3) Bit of description got to me. "The Automat was on Forty-second Street, a great glittering high-ceilinged hall with murals on the walls and rows and rows of tables." (page 126) And what's so appealing about that? I've actually eaten in that Automat and remember doing so. It's that senior citizen thing again.

4) Finally, on page 136 there's mention of a Upton Sinclair novel called Boston that's based on the Sacco and Vanzetti case. I've never heard of that one. I'll have to read it. Or maybe I'll just reread John Dos Passos' U.S.A. Absolutely amazing how books continue to lead onto books.

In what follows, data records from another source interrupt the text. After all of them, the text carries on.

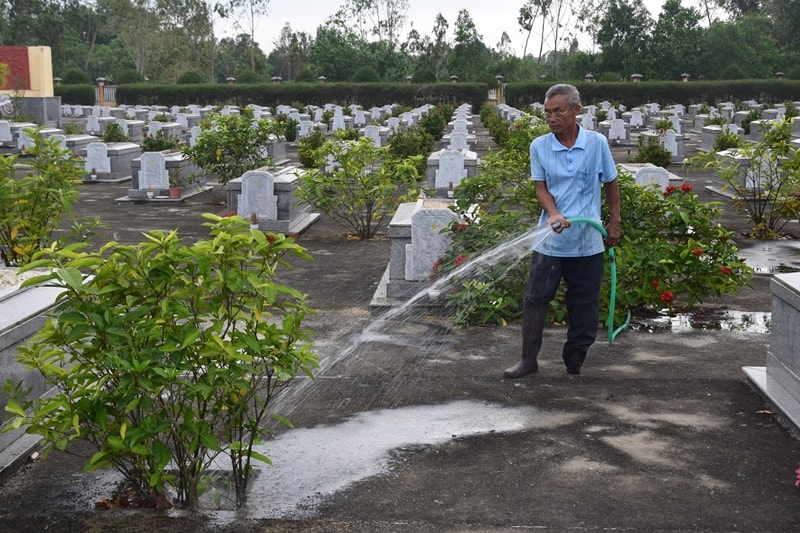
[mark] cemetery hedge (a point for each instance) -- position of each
(77, 94)
(365, 94)
(631, 94)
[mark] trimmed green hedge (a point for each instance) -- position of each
(365, 94)
(632, 94)
(82, 94)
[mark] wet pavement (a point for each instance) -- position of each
(411, 427)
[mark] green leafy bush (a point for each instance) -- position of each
(726, 141)
(753, 114)
(767, 189)
(189, 77)
(413, 141)
(650, 150)
(76, 77)
(674, 253)
(366, 74)
(230, 145)
(113, 133)
(31, 207)
(159, 142)
(434, 122)
(166, 356)
(363, 185)
(307, 148)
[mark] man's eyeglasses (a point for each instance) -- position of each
(557, 114)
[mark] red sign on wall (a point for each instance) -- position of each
(19, 70)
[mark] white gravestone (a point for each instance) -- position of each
(617, 131)
(671, 142)
(153, 175)
(373, 132)
(6, 137)
(24, 140)
(154, 127)
(338, 123)
(194, 133)
(305, 128)
(652, 174)
(451, 169)
(258, 196)
(97, 160)
(92, 125)
(360, 118)
(393, 123)
(637, 121)
(675, 120)
(428, 243)
(458, 141)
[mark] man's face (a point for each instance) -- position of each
(559, 114)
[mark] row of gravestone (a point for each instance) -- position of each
(416, 240)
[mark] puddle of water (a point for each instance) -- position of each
(309, 464)
(750, 322)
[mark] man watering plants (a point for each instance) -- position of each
(569, 166)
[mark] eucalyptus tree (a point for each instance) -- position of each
(382, 20)
(290, 52)
(469, 56)
(245, 14)
(622, 30)
(676, 43)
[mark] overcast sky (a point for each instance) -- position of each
(491, 18)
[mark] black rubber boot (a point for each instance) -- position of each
(574, 359)
(533, 318)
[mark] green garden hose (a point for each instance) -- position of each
(612, 333)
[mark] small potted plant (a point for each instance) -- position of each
(175, 183)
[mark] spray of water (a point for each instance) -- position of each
(410, 324)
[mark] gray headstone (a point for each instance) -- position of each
(97, 159)
(153, 173)
(428, 243)
(258, 196)
(652, 174)
(458, 141)
(451, 169)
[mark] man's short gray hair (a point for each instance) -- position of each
(571, 92)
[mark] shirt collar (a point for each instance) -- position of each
(580, 141)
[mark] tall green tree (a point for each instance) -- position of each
(748, 43)
(676, 43)
(469, 56)
(245, 14)
(622, 30)
(291, 52)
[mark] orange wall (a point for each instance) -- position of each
(30, 70)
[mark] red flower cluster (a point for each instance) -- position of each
(686, 187)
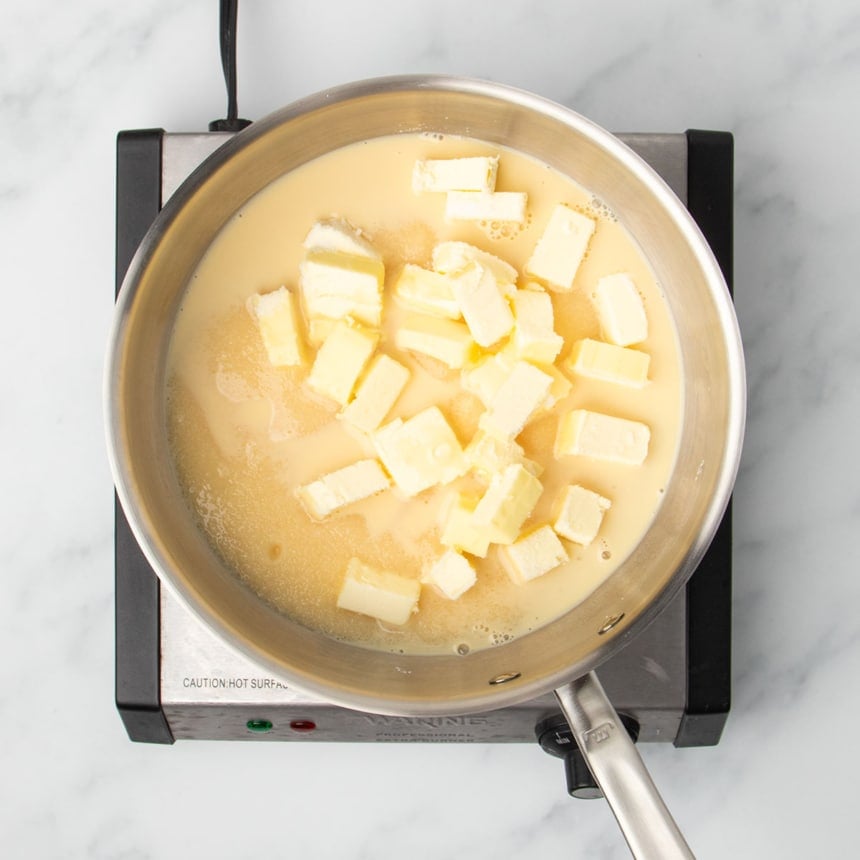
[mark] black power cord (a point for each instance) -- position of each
(229, 15)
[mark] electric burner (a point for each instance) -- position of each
(176, 680)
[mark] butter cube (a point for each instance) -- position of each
(278, 320)
(486, 206)
(459, 530)
(482, 304)
(338, 235)
(420, 452)
(426, 292)
(340, 361)
(376, 394)
(447, 341)
(533, 555)
(487, 454)
(342, 487)
(578, 514)
(475, 173)
(559, 252)
(518, 398)
(620, 310)
(335, 285)
(609, 363)
(378, 593)
(508, 502)
(534, 336)
(452, 257)
(319, 328)
(602, 437)
(452, 574)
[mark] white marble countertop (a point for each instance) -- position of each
(784, 78)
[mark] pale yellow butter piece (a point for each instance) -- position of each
(451, 574)
(608, 362)
(459, 530)
(534, 336)
(482, 304)
(427, 292)
(319, 328)
(339, 235)
(509, 206)
(521, 394)
(377, 392)
(532, 555)
(421, 452)
(378, 593)
(472, 173)
(488, 453)
(508, 502)
(578, 514)
(559, 252)
(453, 256)
(448, 341)
(620, 310)
(336, 285)
(277, 318)
(342, 487)
(340, 361)
(602, 437)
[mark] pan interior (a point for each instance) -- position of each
(694, 497)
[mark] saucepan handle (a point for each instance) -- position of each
(618, 769)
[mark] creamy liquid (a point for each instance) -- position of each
(244, 434)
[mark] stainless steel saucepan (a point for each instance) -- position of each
(562, 655)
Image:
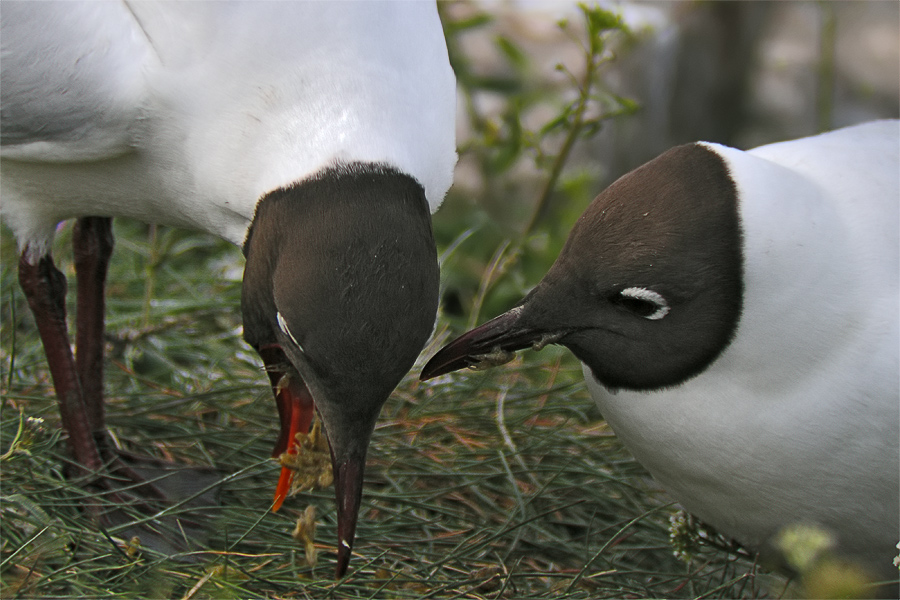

Sudden realization: I like this thread. In the real world--and on our "front page"--everything's scary: the economy, the presidential election, my nagging fear that McCain is gonna win, but here we talk about things we like. Or even if we don't all like the same books, it doesn't mean worlds are going to fall apart. Okay, maybe we're hiding our heads in the sand, but everyone needs "A Clean, Well-Lighted Place" sometimes. Why the capitals and quoes? It's a Hemmingway story that if you haven't read, you should--even if you don't like Hemmingway.

A Clean Well-Lighted Place


Currently reading: Best American Mystery Stories edited by Lee Child and Otto Penzler. AARGH!